Agriculture · View

The heroes of America’s coronavirus pandemic fill your grocery basket

It’s time to head to the grocery store, and days after screaming headlines and TV segments about lengthy lines to buy toilet paper and food staples, the store shelves are – unsurprisingly – fully stocked.

The time has once again arrived to remind folks of the significance American agriculture has to the nation and world.

A key lesson in our panic is that food, fiber, and dairy independence for our country has and should remain a top priority. The only shortage appears to be employees stocking shelves, which is why grocers are in the midst of a hiring spree.

While politics and media are no doubt playing a domineering role in creating the reaction of many, it is a perfect time to remind people that your food is not coming from the back of stores.  It is coming from farmers, ranchers, and dairymen and women in America.

The dependence on China for prescription drugs has garnered attention. Now, imagine if your food was dependent on another nation’s attitude toward America in a time of need and high demand.

 We should thank the grocery workers who are tirelessly working and think about the American farmer who is working every day to make sure you have no shortages.

At the same time, we should be reminded to pay attention to the people, politicians, and special interest groups who have a mission of hindering American agricultural production.

A bright light has been shown on priorities.

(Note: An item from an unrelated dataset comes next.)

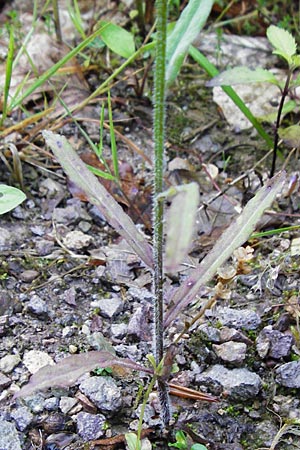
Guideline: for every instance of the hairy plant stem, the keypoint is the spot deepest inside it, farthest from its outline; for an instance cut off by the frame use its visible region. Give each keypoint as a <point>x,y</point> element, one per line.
<point>276,137</point>
<point>158,206</point>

It would have been informative to learn the percentage of people waiting in line for their grocery store to open who were thinking about Delta Smelt or the Natural Resources Defense Council.

Much like making it a priority for many of you to stock your pantry, it is a priority of American farmers and ranchers to make certain you can.

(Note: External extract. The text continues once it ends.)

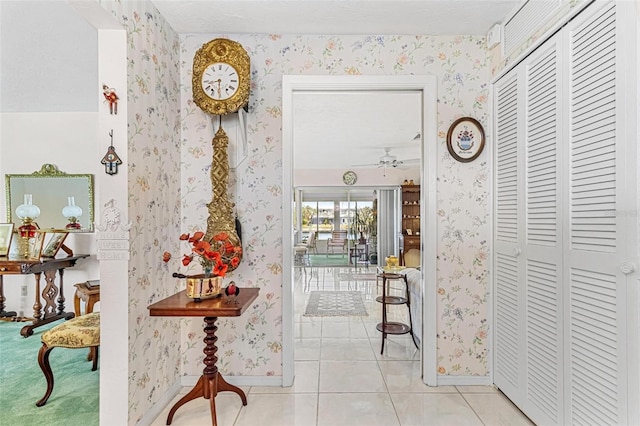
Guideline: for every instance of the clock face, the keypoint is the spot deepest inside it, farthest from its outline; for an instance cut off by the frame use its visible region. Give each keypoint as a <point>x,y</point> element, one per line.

There is no one area, county, state, or country in the world that has contributed to filling your grocery store shelves more than the Central Valley of California. If this story reaches every corner of America, that remains true.

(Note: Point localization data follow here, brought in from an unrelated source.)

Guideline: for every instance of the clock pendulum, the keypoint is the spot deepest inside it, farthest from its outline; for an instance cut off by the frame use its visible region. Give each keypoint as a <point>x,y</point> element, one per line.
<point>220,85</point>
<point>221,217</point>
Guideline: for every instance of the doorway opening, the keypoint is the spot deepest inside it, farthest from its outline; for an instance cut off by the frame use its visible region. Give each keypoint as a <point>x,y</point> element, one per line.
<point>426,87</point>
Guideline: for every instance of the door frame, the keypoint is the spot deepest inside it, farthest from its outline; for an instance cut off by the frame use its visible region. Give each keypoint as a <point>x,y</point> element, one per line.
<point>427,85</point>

We find ourselves now discussing essential services and businesses.  Safe, affordable and dependable food grown in in the United States is easily taken for granted when always in abundance. 

We have recently witnessed on a global level the priority many people place on the availability of food. Now, Americans are replacing panic buying with full shopping carts thanks to American agriculture.

This is a time to use caution, common sense, and good hygiene.

It is also a very important opportunity to remind people that filling those grocery store shelves takes months of planning, required inputs, navigation of burdensome regulation, and some of the hardest work on the planet by very few.

Less than 2 percent of the employed American population feeds the rest of us. With so many of us absolutely relying on so few to sustain us, agriculture is at the top of the “essential” list.

As more of us realize our shelves are full maybe we can not only increasingly appreciate what it takes to accomplish that but also participate in its success.

Arm yourself with facts and know this issues of agriculture, teach it in schools, and vote for the success of local food, fiber, and dairy production on your ballot.

More importantly, voice your concern and opinions to political leaders and special interest groups who either make things very hard for farmers or seek to destroy them.

Know that while you hear and read about water shortages and droughts, California sends more than 80 percent of the freshwater in your state to the ocean through the Sacramento-San Joaquin Delta.

On average, you get between 17-18 percent of that water.

Know that your state has become experts at selling scarcity in a world of plenty. You can find that scarcity in your own rising water bills.

Until we all get on board in defense of our own food supply, let’s hope American farmers and ranchers can hang in there.

They have been waiting for us long enough.

Yet, we aren’t the only ones who rely on California agriculture. Products grown here are shipped far and wide to countries who are not able to feed themselves.  They are shipped to populations who value what we are able to do with our soil and climate, because they have neither. We may soon realize the absolute importance of recent trade deals. While we face many issues as mentioned above in food production, labor shortages are nothing new but are as big an issue as any.

Reports from China are showing pessimism in their agriculture production for this reason after reeling from the pandemic which started there.

They will get their food from somewhere and that somewhere is largely America.

While we work day-to-day to get through these times together we are able to celebrate the fact we have had no food shortages.

While counties and states issue orders that are temporarily suspending a great economy, your food is being planted and grown for the next time you visit the store.

Take a minute to appreciate the fact it is there, and going forward, do what is necessary to see that it stays. There are people who have the land, knowledge, and grit to make sure you have food. They are there for us.

We should all be there for them.

Wayne Western, Jr.
Wayne Western, Jr. the The Sun’s Agriculture Pulse contributor, writing on the San Joaquin Valley’s agricultural community and water issues.